Mehdinin cemaatinden ayrılanlar

Peygamberimiz (asm) “Deccal zamanında mü’minlerin gıdası tesbih, tekbir ve tehlildir” (Büyük Fitne Mesih-Deccal, Saim Güngör, s. 56) buyurarak o zamanda mü’minler Allah’ın büyüklüğünü, onun ilim, irade ve kudretinin eserlerini temaşa ve tefekkür etmek, O’nun birliğini ve her şeye kadir olduğunu anlayarak, okuyarak ve anlatarak ibadet ve hizmet yapılacağını haber vermiştir.

İslâm bilginleri de bu hadisten yola çıkarak yaptıkları keşiflerinde “Ahir zamanda mütekellimînden ve ilm-i kelâm ulemasından birisi gelir, bütün hakâık-ı imaniye ve İslâmiyeyi delâil-i akliye ile kemâl-i vuzuh ile ispat eder” (Şuâlar, 152) demişlerdir. Muhiddin-i Arabî de keşfinde “Allah’ı en iyi bilen Peygamberimiz (asm) ve onun şakirdi olan Hz. Ali (ra) olduğu gibi ahirzamanda da Hz. Ali’nin bir veled-i manevisi ve şakirdi olan ve hakikat dersini ondan alan Mehdi, Allah’ı en iyi bilen ve Marifetullahı en iyi şekilde anlatan kişidir” demiştir.

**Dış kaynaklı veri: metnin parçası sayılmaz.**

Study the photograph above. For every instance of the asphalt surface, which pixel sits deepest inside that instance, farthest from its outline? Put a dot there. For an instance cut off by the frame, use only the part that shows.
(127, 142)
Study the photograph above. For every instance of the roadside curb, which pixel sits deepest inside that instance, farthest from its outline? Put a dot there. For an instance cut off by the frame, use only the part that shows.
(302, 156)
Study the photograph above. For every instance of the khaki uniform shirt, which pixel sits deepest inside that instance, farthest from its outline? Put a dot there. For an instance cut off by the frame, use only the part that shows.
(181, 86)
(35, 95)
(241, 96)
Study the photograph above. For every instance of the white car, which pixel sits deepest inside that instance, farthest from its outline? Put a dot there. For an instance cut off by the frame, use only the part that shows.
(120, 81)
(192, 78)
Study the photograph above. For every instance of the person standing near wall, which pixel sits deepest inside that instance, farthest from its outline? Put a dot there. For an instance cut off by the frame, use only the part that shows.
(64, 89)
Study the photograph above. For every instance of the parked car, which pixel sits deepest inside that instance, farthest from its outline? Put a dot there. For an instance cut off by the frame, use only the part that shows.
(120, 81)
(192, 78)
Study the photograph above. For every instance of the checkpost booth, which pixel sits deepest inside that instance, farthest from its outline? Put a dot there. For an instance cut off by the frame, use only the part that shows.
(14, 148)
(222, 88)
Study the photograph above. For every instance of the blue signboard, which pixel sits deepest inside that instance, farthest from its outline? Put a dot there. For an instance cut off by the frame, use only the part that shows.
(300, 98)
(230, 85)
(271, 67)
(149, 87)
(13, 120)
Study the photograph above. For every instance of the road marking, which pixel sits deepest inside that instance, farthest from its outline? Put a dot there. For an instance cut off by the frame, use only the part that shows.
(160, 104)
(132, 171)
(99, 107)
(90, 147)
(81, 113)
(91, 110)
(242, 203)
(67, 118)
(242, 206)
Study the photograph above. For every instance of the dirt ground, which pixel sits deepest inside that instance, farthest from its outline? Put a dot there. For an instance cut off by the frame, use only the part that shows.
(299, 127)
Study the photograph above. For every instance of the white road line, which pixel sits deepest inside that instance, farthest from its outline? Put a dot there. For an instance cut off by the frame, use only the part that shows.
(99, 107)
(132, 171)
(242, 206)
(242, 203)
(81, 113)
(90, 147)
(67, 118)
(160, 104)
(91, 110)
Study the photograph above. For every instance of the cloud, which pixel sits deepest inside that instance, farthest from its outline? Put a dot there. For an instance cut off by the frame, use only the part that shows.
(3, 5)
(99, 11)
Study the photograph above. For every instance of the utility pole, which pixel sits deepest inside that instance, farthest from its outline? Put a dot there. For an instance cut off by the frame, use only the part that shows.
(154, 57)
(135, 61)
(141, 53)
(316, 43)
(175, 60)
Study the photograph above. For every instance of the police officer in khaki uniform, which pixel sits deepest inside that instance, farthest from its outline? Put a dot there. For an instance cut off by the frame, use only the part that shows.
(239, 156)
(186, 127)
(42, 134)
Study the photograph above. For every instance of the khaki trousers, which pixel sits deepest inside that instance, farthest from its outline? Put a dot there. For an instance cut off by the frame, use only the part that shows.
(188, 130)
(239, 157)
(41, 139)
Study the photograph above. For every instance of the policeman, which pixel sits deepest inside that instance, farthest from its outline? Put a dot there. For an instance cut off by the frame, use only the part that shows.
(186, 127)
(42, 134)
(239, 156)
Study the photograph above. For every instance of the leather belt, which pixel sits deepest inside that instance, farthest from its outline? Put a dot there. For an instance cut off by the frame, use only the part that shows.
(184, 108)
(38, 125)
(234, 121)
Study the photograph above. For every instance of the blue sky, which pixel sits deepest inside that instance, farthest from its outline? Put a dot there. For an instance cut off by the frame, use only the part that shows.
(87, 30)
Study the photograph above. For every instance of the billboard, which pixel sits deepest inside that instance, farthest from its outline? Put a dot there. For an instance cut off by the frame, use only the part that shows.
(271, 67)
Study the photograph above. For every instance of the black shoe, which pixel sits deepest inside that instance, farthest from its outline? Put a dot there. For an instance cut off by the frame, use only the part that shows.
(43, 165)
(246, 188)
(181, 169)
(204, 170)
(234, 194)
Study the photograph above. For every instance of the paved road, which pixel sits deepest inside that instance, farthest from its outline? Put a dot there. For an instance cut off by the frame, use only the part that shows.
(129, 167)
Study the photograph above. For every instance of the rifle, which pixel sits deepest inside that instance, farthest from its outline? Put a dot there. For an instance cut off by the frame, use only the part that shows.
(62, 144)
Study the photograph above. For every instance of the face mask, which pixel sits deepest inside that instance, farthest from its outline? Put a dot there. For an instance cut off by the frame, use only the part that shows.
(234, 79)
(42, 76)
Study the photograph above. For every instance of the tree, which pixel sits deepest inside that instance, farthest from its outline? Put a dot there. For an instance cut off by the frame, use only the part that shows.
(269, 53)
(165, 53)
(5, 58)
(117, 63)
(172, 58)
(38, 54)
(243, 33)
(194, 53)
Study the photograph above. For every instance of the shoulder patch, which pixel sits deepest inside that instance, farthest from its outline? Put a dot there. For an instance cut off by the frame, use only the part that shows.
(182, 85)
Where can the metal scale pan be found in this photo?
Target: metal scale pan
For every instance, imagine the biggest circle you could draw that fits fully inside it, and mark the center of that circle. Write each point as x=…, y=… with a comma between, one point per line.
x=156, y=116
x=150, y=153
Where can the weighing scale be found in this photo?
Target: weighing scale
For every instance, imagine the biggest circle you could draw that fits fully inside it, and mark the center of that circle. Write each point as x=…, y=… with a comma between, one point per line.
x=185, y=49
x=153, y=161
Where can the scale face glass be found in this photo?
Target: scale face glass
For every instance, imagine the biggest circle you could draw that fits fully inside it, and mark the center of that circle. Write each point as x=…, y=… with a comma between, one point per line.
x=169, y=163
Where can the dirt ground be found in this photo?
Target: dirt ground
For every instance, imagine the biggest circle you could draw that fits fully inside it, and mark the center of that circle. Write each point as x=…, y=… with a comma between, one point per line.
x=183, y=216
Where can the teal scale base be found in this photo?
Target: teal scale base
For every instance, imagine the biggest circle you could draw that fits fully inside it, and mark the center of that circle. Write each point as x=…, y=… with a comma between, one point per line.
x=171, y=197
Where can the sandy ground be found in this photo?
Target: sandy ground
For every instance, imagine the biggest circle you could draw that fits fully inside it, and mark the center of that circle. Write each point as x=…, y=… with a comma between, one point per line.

İşte Mehdi’nin iman ve Kur’ân hizmetinde bulunan ve marifetullahı insanlara anlatan şakirtleri üzerinde deccal ve süfyanın baskısı hiçbir zaman kalkmaz ve devam eder. Fitne ve fesadı ile cemaatini onun hizmetinden ayırmak için çalışırlar ve pek çoklarını fitneye düşürerek cemaatinden ayırırlar; ancak içlerinden ihlâslı bir cemaat fitnelere kapılmadan en zor şartlarda hakka hizmet etmeye devam eder.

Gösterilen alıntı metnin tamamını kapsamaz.